De libros

Historia testimonial del Siglo de Oro

  • El hispanista británico Robert Goodwin explora la España del XVI y XVII en un entretenido e inusual libro de estructura dramática y coral.

ESPAÑA. CENTRO DEL MUNDO, 1519-1682. Robert Goodwin. La Esfera de los Libros. Madrid, 2016. 632 páginas. 25,90 euros.

El oro que apellida al siglo del esplendor de España y su equívoco espejeo en la imaginación de los artistas y escritores de la centuria barroca delimitan la cronología de este libro de Robert Goodwin que se da a conocer entre el público español después de una buena acogida en Inglaterra. Teníamos ya olvidado el vibrante estilo de Ford Madox Ford en la Quinta Reina. La lujosa recreación de Constantinopla que debemos a la pluma de Philip Mansel. La trabada armonía de historias personales que logra Steven Runciman con su Historia de las cruzadas. Y hay un eco de todos estos maestros de la narración histórica británica en las páginas de este joven escritor londinense. Pero no una deuda.

El estilo de Goodwin se acerca más a la divulgación francesa en aquellas páginas que no nos cansamos de releer de La España del Siglo de Oro de Bartolomé Bennassar y parece inspirarse en ella en los capítulos que dedica a los letrados y a los santos. Del mismo modo que entre nuestros historiadores nos ha recordado al modernista Manuel Fernández Álvarez en su mejor biografía: Carlos V. El César y el hombre. En otro sentido, cuando enfrenta dramáticamente las semblanzas de Garcilaso y Alba, Góngora y Quevedo, Olivares y Don Juan, la melodía nos lleva más atrás, hasta el gran escritor austriaco (también de temas históricos) Stefan Zweig.

Pero insistimos, Goodwin tiene su propia técnica. La clave estriba en contar la historia a través de una serie de testigos oculares, muy bien escogidos, ya entre los magnates de la corte, ya entre los soldados y los artistas. Como si quisiera así homenajear el precepto humanista de la historia testimonial y verdadera. Pero Laso, el desengañado héroe de los comuneros que abrazó el bando realista, nos lleva de la mano por los primeros tiempos convulsos de la era de la caballería, introduciéndonos a Garcilaso que nos acompañará en las guerras del Imperio, hasta que toma el relevo el III Duque de Alba, valeroso caballero que terminará enfangado, ya al rozar la edad provecta, en la ciénaga de Flandes.

Al servicio de esta técnica compositiva, dramática y coral, están las cartas y los parlamentos, empleados en dosis justas para ilustrar un argumento o una idea.

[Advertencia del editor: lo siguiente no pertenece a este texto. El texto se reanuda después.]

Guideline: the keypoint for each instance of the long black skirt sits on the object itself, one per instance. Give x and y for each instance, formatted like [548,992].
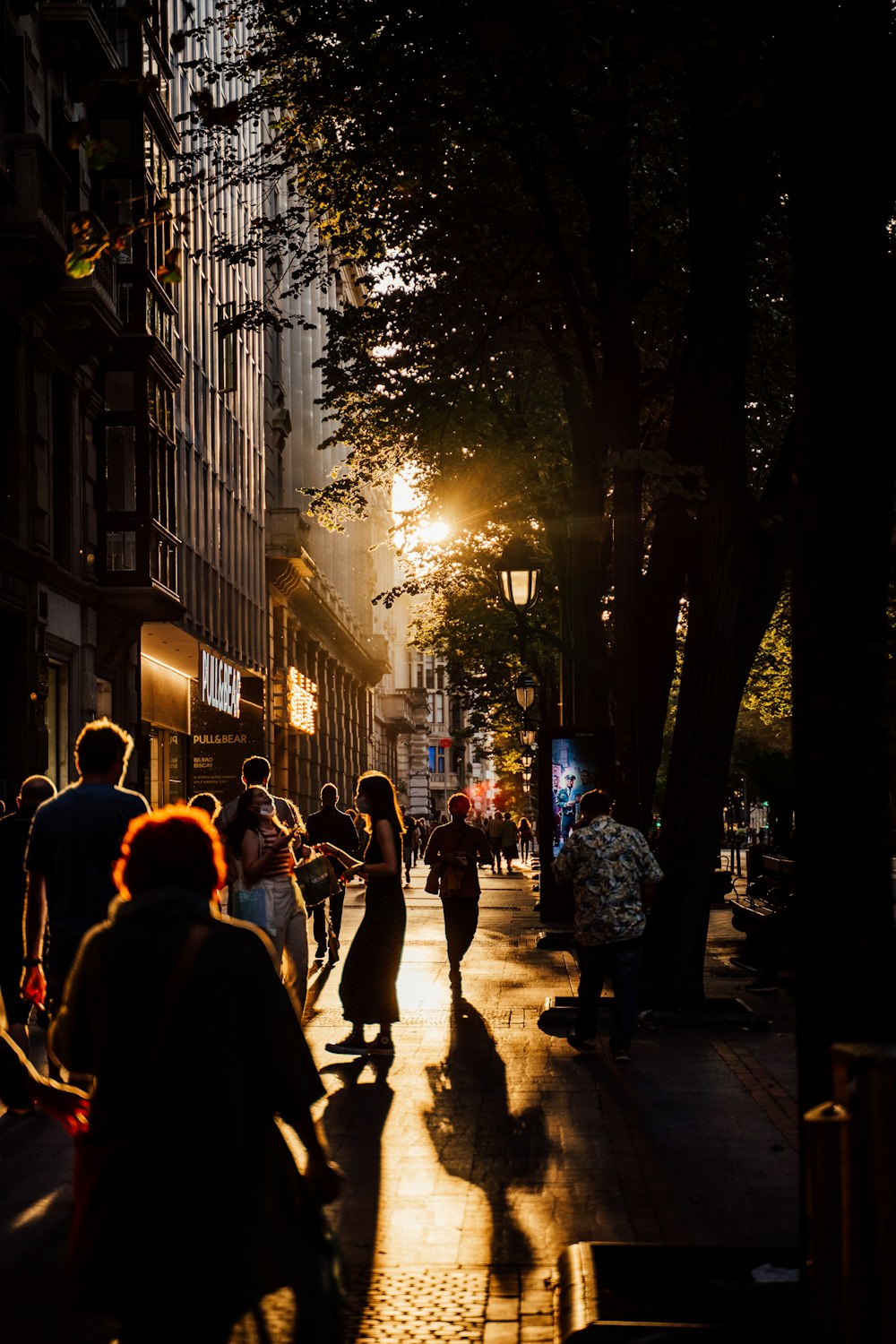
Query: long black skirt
[367,988]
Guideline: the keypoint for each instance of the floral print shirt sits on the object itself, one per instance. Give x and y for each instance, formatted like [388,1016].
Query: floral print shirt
[606,865]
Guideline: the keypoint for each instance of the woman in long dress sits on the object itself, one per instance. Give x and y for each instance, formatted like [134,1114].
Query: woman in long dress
[367,988]
[196,1050]
[266,854]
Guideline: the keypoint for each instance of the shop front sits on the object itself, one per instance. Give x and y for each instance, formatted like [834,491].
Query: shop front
[201,717]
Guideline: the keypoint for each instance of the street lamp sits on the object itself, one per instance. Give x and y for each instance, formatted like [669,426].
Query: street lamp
[525,688]
[519,573]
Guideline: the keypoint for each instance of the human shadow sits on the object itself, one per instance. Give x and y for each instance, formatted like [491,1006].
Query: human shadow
[478,1137]
[355,1120]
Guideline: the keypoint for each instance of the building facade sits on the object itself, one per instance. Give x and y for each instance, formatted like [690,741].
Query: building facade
[156,559]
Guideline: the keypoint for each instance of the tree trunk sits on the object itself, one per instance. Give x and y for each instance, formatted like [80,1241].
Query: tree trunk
[836,75]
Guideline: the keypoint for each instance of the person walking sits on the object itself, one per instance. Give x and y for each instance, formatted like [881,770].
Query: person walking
[525,838]
[336,828]
[493,828]
[508,841]
[73,847]
[408,844]
[266,857]
[457,849]
[255,773]
[367,988]
[13,841]
[613,875]
[193,1070]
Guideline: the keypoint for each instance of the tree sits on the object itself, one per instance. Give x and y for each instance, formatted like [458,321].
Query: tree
[567,228]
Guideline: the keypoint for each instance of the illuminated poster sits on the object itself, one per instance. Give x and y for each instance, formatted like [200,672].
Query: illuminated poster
[570,763]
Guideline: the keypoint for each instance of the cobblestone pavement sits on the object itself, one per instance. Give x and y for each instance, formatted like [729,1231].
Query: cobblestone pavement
[487,1145]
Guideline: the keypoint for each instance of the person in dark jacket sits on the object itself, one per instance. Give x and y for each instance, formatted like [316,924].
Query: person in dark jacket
[195,1050]
[338,828]
[13,841]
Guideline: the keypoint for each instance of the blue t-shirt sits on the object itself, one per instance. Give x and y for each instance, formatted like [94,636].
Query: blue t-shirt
[75,840]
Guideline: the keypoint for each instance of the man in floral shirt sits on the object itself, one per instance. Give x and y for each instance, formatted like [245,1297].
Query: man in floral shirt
[613,876]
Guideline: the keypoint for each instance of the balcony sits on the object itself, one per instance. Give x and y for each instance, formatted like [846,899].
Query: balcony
[88,309]
[32,226]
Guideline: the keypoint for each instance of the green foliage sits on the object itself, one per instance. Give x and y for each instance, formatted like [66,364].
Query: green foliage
[769,688]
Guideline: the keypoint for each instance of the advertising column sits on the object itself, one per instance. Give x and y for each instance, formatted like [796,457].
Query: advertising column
[228,720]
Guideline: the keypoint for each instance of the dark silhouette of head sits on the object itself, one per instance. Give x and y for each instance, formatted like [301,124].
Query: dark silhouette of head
[35,790]
[102,745]
[255,771]
[206,803]
[595,804]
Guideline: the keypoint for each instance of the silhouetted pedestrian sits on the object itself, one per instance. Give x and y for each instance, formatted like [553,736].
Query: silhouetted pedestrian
[336,828]
[13,841]
[370,976]
[455,849]
[266,865]
[73,847]
[613,876]
[201,1055]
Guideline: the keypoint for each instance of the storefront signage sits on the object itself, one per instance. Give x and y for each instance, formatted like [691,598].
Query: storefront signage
[301,701]
[226,723]
[220,683]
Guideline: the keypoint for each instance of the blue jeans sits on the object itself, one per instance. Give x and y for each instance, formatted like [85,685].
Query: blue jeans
[622,962]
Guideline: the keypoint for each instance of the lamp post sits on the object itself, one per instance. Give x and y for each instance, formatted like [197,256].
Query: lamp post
[520,575]
[525,688]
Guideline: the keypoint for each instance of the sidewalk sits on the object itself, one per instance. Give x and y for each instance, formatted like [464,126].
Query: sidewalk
[487,1145]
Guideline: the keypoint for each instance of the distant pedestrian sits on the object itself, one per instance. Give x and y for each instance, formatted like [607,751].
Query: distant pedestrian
[368,986]
[338,828]
[72,851]
[206,803]
[614,876]
[455,849]
[508,841]
[13,840]
[193,1069]
[493,828]
[255,773]
[266,860]
[408,844]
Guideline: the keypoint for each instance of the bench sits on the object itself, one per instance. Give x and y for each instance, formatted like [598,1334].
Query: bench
[764,913]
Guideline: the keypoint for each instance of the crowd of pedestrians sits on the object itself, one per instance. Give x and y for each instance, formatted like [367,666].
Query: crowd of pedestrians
[168,953]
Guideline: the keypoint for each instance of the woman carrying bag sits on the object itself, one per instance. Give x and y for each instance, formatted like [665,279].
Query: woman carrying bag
[188,1203]
[268,892]
[457,849]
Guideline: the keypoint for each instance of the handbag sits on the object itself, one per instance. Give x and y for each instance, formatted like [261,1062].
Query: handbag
[253,905]
[316,879]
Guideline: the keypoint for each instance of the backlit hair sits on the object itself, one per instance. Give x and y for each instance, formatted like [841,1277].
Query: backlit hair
[174,847]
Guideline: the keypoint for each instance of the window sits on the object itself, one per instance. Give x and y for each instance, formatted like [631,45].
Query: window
[226,349]
[58,723]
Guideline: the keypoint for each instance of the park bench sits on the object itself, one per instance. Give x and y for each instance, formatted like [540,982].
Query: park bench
[764,913]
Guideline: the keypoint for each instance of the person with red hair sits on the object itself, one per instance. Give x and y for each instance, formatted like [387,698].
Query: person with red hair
[194,1046]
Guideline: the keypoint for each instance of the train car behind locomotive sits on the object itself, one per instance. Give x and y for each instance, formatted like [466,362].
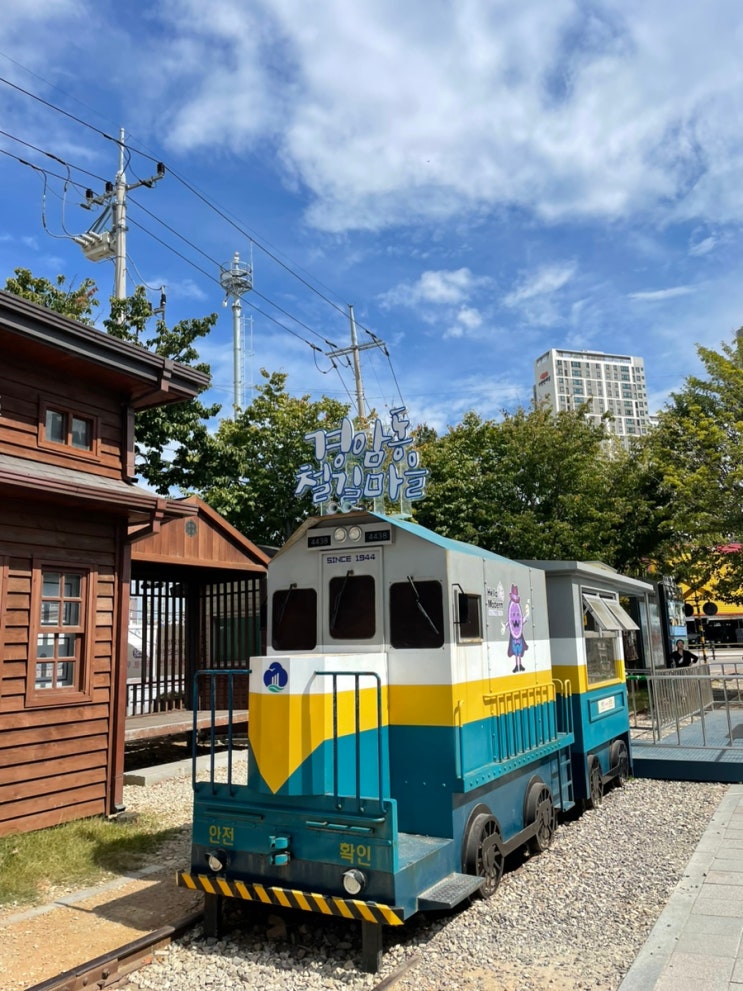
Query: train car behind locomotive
[406,730]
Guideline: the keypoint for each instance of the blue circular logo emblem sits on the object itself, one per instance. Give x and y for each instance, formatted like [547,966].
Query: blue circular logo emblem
[275,678]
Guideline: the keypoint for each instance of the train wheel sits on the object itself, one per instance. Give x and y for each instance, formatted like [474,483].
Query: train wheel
[483,852]
[540,810]
[595,785]
[619,759]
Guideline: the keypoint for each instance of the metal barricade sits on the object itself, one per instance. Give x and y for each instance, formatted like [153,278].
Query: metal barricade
[706,698]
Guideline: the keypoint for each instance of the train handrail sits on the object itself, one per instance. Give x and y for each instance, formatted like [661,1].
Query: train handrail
[357,675]
[212,673]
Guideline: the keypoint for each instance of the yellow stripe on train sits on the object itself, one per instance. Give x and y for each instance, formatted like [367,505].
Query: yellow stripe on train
[347,908]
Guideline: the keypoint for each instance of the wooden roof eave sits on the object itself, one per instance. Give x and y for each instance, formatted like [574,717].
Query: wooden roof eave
[150,379]
[21,478]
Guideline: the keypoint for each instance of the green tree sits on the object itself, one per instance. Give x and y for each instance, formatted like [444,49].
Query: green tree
[250,474]
[76,302]
[540,486]
[170,441]
[696,453]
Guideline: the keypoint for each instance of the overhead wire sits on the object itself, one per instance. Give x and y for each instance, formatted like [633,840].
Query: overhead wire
[216,264]
[212,206]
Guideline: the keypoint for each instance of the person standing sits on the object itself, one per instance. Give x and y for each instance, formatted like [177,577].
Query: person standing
[682,658]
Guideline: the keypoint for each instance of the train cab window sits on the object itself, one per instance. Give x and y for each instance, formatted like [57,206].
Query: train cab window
[469,621]
[352,607]
[416,614]
[294,619]
[604,620]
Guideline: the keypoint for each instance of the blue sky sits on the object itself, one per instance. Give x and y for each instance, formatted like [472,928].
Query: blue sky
[481,179]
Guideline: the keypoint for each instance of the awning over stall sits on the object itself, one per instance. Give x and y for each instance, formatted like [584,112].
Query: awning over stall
[608,613]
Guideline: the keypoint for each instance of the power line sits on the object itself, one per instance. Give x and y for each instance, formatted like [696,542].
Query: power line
[212,206]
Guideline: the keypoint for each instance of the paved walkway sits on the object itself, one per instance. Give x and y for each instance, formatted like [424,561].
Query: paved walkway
[697,943]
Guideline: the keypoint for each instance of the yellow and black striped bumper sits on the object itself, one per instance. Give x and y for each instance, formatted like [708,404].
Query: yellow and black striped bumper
[345,908]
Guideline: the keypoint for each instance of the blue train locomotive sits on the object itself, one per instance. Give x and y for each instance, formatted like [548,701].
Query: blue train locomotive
[408,727]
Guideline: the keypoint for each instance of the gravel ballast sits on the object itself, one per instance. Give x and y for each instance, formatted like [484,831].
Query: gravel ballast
[569,919]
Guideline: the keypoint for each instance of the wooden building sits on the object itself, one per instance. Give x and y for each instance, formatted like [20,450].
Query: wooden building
[197,601]
[68,397]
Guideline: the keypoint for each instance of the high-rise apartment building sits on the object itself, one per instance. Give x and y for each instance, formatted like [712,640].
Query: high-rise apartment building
[613,383]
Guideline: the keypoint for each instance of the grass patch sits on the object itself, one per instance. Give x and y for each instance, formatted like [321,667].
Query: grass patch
[33,866]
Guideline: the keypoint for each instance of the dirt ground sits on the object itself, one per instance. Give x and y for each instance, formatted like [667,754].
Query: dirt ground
[40,943]
[79,925]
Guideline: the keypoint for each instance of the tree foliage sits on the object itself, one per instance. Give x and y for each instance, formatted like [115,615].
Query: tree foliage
[696,454]
[536,485]
[250,473]
[78,303]
[168,439]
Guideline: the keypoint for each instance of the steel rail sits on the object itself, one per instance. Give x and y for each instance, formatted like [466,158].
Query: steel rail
[112,967]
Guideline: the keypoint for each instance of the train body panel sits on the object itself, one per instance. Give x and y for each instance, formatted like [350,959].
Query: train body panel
[406,727]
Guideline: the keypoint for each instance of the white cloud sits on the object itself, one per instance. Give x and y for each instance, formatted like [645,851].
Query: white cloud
[545,281]
[659,295]
[703,247]
[386,114]
[441,287]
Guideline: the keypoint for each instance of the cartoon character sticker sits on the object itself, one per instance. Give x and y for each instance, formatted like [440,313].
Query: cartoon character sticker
[517,645]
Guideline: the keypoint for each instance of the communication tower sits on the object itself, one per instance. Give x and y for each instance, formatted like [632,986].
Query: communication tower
[236,280]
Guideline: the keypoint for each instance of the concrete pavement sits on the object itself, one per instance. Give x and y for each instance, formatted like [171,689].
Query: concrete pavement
[697,943]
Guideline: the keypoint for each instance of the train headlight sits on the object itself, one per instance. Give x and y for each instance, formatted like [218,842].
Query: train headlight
[354,882]
[217,860]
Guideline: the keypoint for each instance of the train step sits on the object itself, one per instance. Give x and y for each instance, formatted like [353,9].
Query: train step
[449,891]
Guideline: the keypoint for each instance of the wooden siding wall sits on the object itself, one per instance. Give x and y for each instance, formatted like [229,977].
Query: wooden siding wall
[53,759]
[26,387]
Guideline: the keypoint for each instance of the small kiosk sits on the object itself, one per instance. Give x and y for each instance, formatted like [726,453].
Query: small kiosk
[592,637]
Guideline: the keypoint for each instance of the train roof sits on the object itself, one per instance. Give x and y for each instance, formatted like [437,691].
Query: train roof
[409,526]
[596,571]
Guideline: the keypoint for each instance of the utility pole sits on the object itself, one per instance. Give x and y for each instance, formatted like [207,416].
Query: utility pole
[98,244]
[354,352]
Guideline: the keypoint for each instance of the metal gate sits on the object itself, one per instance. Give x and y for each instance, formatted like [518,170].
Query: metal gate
[178,627]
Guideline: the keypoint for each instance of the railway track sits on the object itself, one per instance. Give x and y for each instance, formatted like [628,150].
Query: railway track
[109,969]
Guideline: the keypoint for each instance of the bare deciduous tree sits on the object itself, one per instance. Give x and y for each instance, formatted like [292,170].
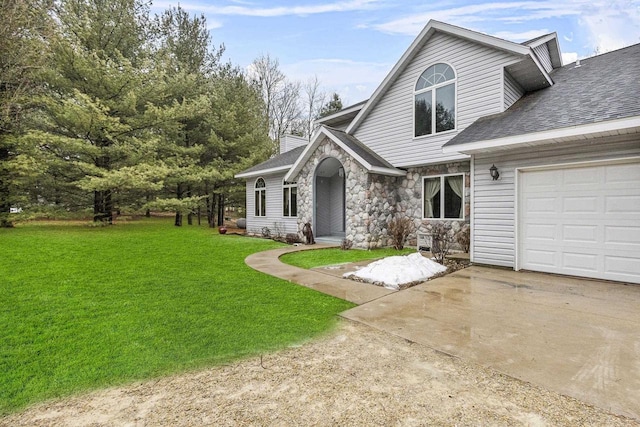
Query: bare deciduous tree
[314,100]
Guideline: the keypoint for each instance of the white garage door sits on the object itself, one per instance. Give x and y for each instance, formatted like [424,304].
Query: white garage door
[582,221]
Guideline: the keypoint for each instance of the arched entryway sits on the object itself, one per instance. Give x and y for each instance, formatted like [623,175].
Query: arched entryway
[329,199]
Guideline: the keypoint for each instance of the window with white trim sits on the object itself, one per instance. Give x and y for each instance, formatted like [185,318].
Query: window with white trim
[289,198]
[260,198]
[435,87]
[443,197]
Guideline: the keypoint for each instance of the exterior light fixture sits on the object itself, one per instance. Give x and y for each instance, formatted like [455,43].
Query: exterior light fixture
[493,171]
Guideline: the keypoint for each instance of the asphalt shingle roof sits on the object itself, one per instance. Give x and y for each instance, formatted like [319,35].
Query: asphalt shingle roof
[602,88]
[284,159]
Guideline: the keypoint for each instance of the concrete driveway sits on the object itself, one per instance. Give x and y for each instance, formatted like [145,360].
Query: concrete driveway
[579,337]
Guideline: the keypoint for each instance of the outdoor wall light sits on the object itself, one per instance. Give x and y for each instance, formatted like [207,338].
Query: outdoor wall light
[493,171]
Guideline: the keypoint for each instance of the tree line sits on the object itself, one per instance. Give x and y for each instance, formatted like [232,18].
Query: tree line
[106,107]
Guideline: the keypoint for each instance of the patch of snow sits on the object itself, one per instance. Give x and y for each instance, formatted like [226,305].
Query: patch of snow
[392,272]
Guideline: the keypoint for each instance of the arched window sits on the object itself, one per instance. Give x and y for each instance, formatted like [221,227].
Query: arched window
[435,100]
[261,198]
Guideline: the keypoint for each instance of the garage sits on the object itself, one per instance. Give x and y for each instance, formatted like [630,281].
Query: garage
[581,220]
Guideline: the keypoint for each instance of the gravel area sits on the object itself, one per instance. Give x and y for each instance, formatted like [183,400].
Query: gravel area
[354,375]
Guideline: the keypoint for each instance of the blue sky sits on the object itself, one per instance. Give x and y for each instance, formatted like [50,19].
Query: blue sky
[352,44]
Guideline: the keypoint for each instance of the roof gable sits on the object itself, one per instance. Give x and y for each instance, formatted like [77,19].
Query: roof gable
[584,100]
[367,158]
[520,70]
[280,163]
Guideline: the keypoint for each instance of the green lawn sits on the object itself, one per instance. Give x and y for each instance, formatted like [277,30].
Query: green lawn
[85,307]
[317,258]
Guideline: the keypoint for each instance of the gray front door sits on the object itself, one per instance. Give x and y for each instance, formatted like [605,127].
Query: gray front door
[329,199]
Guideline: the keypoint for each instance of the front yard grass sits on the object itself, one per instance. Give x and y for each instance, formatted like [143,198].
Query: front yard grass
[84,307]
[331,256]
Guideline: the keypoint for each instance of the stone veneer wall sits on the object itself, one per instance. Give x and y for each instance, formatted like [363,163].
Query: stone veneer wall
[373,200]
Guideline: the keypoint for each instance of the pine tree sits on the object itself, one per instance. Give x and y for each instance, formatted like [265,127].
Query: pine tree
[96,128]
[24,27]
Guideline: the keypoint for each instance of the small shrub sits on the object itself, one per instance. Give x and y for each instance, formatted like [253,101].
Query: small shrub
[442,239]
[292,238]
[399,229]
[346,244]
[464,238]
[278,232]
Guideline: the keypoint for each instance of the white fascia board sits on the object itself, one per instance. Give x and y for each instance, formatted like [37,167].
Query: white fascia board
[536,61]
[269,171]
[306,153]
[386,171]
[549,135]
[542,40]
[348,150]
[431,27]
[341,113]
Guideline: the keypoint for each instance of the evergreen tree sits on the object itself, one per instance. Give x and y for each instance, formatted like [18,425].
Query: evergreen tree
[96,130]
[333,106]
[24,28]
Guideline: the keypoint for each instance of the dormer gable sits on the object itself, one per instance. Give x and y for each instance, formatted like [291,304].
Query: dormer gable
[527,69]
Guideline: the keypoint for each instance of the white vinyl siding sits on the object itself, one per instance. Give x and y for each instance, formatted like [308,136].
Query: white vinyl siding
[388,129]
[542,52]
[493,209]
[512,90]
[274,207]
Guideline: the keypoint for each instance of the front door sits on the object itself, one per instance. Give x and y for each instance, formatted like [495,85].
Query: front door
[329,199]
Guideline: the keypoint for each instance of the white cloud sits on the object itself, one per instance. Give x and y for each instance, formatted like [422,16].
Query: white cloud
[354,81]
[569,57]
[612,25]
[472,14]
[245,9]
[521,36]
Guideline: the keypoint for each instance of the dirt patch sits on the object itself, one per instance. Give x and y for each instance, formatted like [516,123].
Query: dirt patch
[355,375]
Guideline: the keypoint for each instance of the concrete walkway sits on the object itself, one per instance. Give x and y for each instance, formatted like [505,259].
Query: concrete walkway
[578,337]
[268,262]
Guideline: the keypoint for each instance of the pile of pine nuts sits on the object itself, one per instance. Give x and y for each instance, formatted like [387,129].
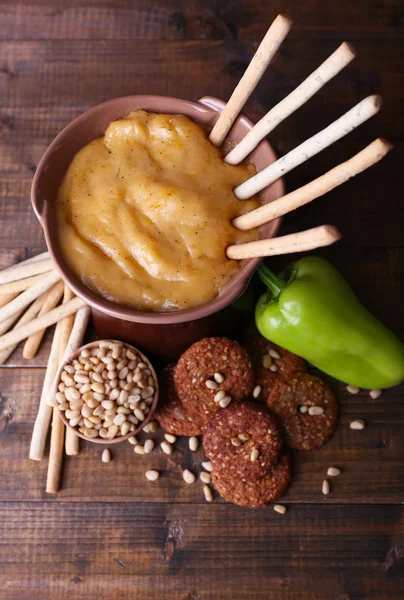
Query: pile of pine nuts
[107,391]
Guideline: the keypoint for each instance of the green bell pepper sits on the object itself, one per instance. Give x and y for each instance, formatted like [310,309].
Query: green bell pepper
[313,312]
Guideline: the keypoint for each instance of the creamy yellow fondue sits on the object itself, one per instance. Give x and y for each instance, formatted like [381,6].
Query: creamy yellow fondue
[144,213]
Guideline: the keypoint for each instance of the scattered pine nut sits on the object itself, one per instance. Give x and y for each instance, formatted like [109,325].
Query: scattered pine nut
[207,493]
[193,443]
[204,477]
[254,454]
[358,424]
[166,447]
[218,377]
[266,361]
[106,455]
[188,476]
[225,402]
[256,391]
[316,410]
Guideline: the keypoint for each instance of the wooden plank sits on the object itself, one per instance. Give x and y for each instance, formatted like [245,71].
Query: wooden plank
[372,460]
[173,19]
[56,551]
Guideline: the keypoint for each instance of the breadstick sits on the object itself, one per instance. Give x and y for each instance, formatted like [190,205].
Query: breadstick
[320,186]
[46,282]
[52,299]
[6,298]
[71,439]
[43,418]
[21,271]
[15,287]
[30,314]
[325,72]
[53,316]
[342,126]
[247,84]
[55,452]
[295,242]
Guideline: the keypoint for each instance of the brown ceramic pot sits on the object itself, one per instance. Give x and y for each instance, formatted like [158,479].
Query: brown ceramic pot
[164,334]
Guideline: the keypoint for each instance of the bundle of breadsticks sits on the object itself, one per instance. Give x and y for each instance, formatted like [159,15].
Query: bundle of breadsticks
[32,298]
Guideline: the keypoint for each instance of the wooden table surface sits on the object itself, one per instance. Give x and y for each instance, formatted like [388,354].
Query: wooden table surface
[109,533]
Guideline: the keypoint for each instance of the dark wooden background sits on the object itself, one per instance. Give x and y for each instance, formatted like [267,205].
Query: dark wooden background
[109,533]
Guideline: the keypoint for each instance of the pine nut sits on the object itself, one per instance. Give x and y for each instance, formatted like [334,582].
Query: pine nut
[225,402]
[205,477]
[207,492]
[218,377]
[166,448]
[254,454]
[316,410]
[188,476]
[193,443]
[358,424]
[207,465]
[211,385]
[106,455]
[256,391]
[266,361]
[148,446]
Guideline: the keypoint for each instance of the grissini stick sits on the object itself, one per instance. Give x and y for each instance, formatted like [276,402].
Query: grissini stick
[75,341]
[30,314]
[260,61]
[71,439]
[287,244]
[348,122]
[320,186]
[52,299]
[55,452]
[310,86]
[44,415]
[15,287]
[52,317]
[21,271]
[6,298]
[31,294]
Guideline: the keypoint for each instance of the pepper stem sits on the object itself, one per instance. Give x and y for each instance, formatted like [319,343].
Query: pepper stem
[274,283]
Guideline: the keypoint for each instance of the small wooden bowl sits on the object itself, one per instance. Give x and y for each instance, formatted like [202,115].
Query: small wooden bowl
[99,440]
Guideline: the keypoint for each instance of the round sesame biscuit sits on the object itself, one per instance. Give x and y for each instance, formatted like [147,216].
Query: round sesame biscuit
[259,347]
[194,375]
[225,444]
[169,412]
[255,493]
[303,430]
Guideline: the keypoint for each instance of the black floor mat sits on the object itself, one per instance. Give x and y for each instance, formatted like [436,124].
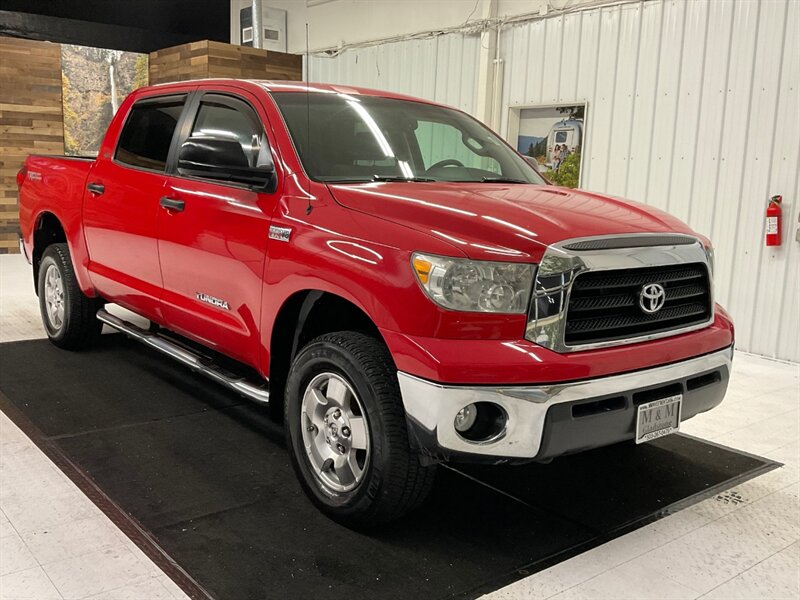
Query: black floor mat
[207,475]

El Emperador habla solemnemente en la Dieta de Worms (1521) y Robert Goodwin nos recuerda que esta intervención marcó un punto de inflexión en la práctica del poder que desde entonces identificará obediencia política con fideísmo religioso. Otro botón de muestra: en el claustro de san Gregorio de Valladolid dirimen sus teorías sobre la guerra justa Las Casas y Sepúlveda. Y el lector comprende en pocas páginas muy bien escritas lo esencial de la controversia sobre la actuación de los españoles en las Indias.

El oro de los tesoros americanos y del traje de brocado que usó para su boda Isabel de Portugal, dan paso en la segunda parte de la obra a su resplandor en los escritores y artistas del siglo XVII. La estrategia narrativa cambia ligeramente, desplazando el acento de las personas a sus creaciones. Las rivalidades de la corte se explicarán más que por la experiencia patente (referida por testigos) por la vivencia transfundida y recreada en la imaginación.

No en vano ésta es ya la república de hombres encantados de la que hablaba el arbitrista Cellorigo, de modo que El Quijote de Cervantes o las Soledades gongorinas, comentados con habilidad como hace Goodwin, pueden arrojar más luz al lector sobre el problema de la decadencia que muchos libros de historia. Casi tanta como la que se desvela en los claroscuros y visajes de la pintura barroca del Siglo de Oro. Pues saber mirar un cuadro de Zurbarán y que nos conduzca, a partir de su fundamento iconográfico, a una reflexión sobre la monástica, es una rara virtud de este inusual libro. Como lo son igualmente las observaciones que dedica el autor a la estética de la recepción que Velázquez tuvo muy presente en sus bodegones para crear la ilusión envolvente y la mágica intimidad de este tiempo del alarde y del arte.

No quisiéramos terminar estas líneas sin destacar la pulcritud documental de Goodwin. Su conocimiento de la historia, disciplina en la que se doctoró en Londres, no sin antes cursar asignaturas en Sevilla y Granada, amén de su amplia cultura literaria, hacen de esta obra una atractiva propuesta veraniega que agradará al desocupado lector.